Govt working to recover revenue shortfall – Ken
The Finance Minister, Mr Ken Ofori-Atta, has said the revenue target for the year is in arrears of about six per cent but efforts are underway to ensure recovery before the year ends.
He pointed to the recent re-engineering at the Ghana Revenue Authority (GRA), the digitisation of the economy and a disciplined expenditure regime as some of the efforts to turn things around.
Mr Ofori-Atta was speaking in an exclusive interview with the Daily Graphic in Malabo, Equatorial Guinea, where he is attending the 54th Annual Meetings of the African Development Bank (AfDB).
“I think we are behind in about two to three per cent, maybe six per cent of target, but, as you know, it was last week we announced three new commissioners and also rotated about a thousand people in the revenue services.
“I think we are now on course. We’ve watched this thing for 30 months, we’ve seen how it operates and we’ve brought a whole new regime and we are going to test it and push to see how the system responds,” he said.
He expressed the belief that people were ready to do the right things, except that they needed supervision.
“I’m so excited about the future,” he added.
Re-engineering at GRA
Asked if the human factor was so key to the failure to achieve revenue targets, beyond the structural difficulties facing revenue mobilisation, as to warrant the level of re-engineering that shook the leadership of the GRA, the minister minced no words in stressing his conviction.

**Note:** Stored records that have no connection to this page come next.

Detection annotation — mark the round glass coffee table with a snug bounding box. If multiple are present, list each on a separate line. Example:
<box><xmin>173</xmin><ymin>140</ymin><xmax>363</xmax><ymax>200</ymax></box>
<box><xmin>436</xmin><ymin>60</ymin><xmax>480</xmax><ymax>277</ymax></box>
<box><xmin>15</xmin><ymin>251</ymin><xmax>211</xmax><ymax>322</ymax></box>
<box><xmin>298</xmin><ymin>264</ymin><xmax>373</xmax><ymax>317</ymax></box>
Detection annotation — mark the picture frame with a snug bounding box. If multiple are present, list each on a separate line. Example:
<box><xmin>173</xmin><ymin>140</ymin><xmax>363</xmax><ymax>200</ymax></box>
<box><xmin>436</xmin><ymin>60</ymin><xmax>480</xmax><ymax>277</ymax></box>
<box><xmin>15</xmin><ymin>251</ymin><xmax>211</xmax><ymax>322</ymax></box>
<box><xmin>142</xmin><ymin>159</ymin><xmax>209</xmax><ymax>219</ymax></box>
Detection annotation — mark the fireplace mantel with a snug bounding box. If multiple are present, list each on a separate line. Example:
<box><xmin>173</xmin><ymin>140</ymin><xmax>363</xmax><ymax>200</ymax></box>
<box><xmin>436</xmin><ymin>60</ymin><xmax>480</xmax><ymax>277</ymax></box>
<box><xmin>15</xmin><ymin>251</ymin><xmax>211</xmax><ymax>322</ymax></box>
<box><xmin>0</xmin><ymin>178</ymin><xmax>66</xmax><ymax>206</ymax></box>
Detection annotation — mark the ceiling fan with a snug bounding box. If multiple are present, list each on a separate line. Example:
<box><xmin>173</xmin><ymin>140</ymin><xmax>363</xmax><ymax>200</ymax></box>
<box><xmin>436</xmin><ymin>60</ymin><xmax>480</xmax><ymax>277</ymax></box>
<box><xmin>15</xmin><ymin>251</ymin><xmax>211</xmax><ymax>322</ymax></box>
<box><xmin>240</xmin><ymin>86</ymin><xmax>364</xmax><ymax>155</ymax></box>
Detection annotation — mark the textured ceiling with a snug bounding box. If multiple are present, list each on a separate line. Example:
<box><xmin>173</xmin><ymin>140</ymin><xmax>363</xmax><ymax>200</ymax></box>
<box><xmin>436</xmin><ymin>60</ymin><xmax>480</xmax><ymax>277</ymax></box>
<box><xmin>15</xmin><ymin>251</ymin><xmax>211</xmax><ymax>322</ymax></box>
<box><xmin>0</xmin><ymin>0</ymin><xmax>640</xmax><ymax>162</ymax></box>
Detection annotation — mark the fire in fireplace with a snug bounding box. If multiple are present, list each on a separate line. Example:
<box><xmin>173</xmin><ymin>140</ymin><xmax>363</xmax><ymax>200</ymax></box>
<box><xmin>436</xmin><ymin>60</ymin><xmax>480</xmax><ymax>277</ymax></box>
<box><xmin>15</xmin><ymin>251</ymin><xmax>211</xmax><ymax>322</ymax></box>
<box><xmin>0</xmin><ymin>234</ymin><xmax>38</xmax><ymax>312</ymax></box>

“Yes, the human factor is key, and that is why the change of the three commissioners has come about. We are about 12-and-a-half per cent of revenue to Gross Domestic Product (GDP) and we really should be close to maybe 20 per cent. So if you look at an organisation that rakes in GH¢37 billion and you are 12-and-a-half per cent and you should be around 20 per cent, that is another maybe 10-odd billion that could come in,” he said.
Shake-up
The GRA, at the beginning of the month, saw its Commissioner for Domestic tax Revenue, Mr Kwesi Gyimah Asante; the Commissioner for the Customs Division, Mr Isaac Crentsil, and the Commissioner for the Support Services Division, Mr Fred Charles Anson, all reassigned to the Finance Ministry, while other junior officers were also reassigned.
Their replacements — Mr Ammishaddai Owusu-Amoah, the acting Commissioner for the Domestic Tax Revenue Division; Colonel Kwadwo Damoah (retd), the acting Commissioner, Customs Division, and Ms Julie Essiam, the acting Commissioner, Support Services Division — are a blend of private and public sector practitioners who the Finance Minister hopes should bring in the needed results.
“Yes, we got a couple of bankers and a military person… it’s worth trying. We’ve had people from inside for a long time and so let’s see how this works. My expectation is that it will be more targeted, more KPIs (Key Performance Indicators) and more focus.
“And also they will not have any sort of traditional ties and we hope that will help them become more objective,” Mr Ofori-Atta said.